Yes. Counseling may be the most important aspect of the HECM. A reverse mortgage, like any other form of borrowing, creates an obligation on the part of the borrower. Since the borrower’s home is used for repayment, it also limits the borrower’s use of this asset. Improper use of the reverse mortgage, like any other form of borrowing, can have a detrimental effect on the borrower’s finances.
Suppose, for example, a person plans to move into a retirement community and rent his or her current home for additional income to defer the cost of the new residence. Would it be a good idea to get a reverse mortgage until the move? Unless our hypothetical borrower is desperate for cash, it is a bad choice.
Example: A borrower gets a reverse mortgage, uses $50,000 over five years, and then moves into the retirement community. The reverse mortgage is no longer on the borrower’s primary residence and must be repaid. Since the borrower most likely does not have $50,000 to pay off the loan, he or she probably would not have taken the reverse mortgage if he or she did, he or she now has to refinance to a standard mortgage.

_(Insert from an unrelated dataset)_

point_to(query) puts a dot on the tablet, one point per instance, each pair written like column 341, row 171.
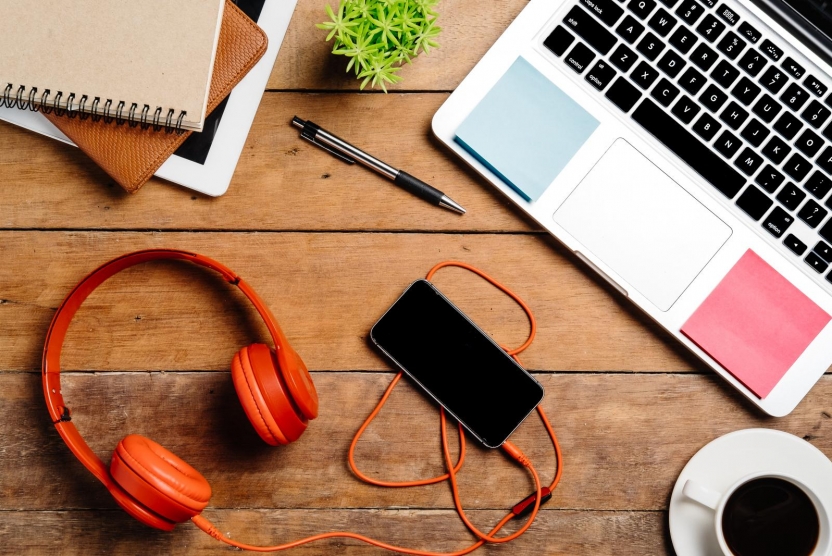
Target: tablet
column 205, row 162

This immediately creates several problems for our hypothetical person.
• The repayment on the new loan begins one month after closing. Whatever rent the buyer hoped to use is now decreased by the amount of the mortgage payment.

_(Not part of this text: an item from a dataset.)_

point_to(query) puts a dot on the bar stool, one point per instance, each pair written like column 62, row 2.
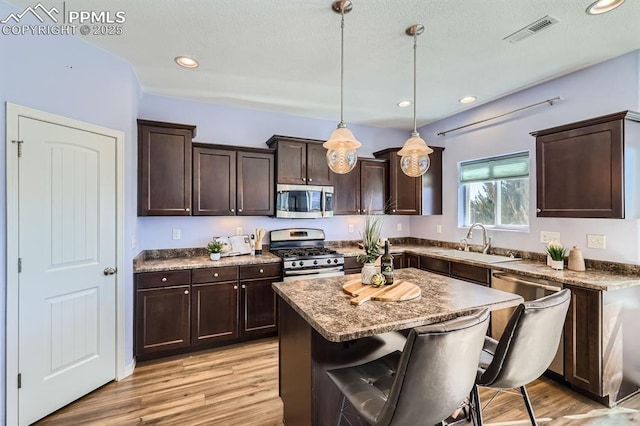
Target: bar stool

• If the lender for the new loan treats the property as rental property, the amount available to the borrower will be lower, and the interest rate and fees will be higher.
• If the borrower is between tenants at some future date, the repayment of the mortgage will be an additional burden that will not be offset by rental income.
• There will be the cost of getting two loans, the reverse mortgage, and later, the standard mortgage.
A counselor can explain the problems that can develop with a reverse mortgage and help the borrower alter his or her plan accordingly. If the reverse mortgage is still necessary, maybe the plan should be to sell the home when the borrower moves and purchase an annuity to help pay the costs of the retirement community. That would be one of several options. The important thing is that our borrower will be well-informed and able to plan ahead with confidence.
Another reason for counseling is to focus on the person’s reason for wanting the money. Is it to invest in some risky venture? Is it because a child does not want to wait for an inheritance? Is a con artist trying to steal the person’s money? The first rule of borrowing is always to ask yourself if you should. This holds true for a ten-dollar credit card purchase as well as a million-dollar mortgage. Once you have decided that borrowing is to your benefit, the next step is to research the best way to borrow. The counselor can help with both decisions.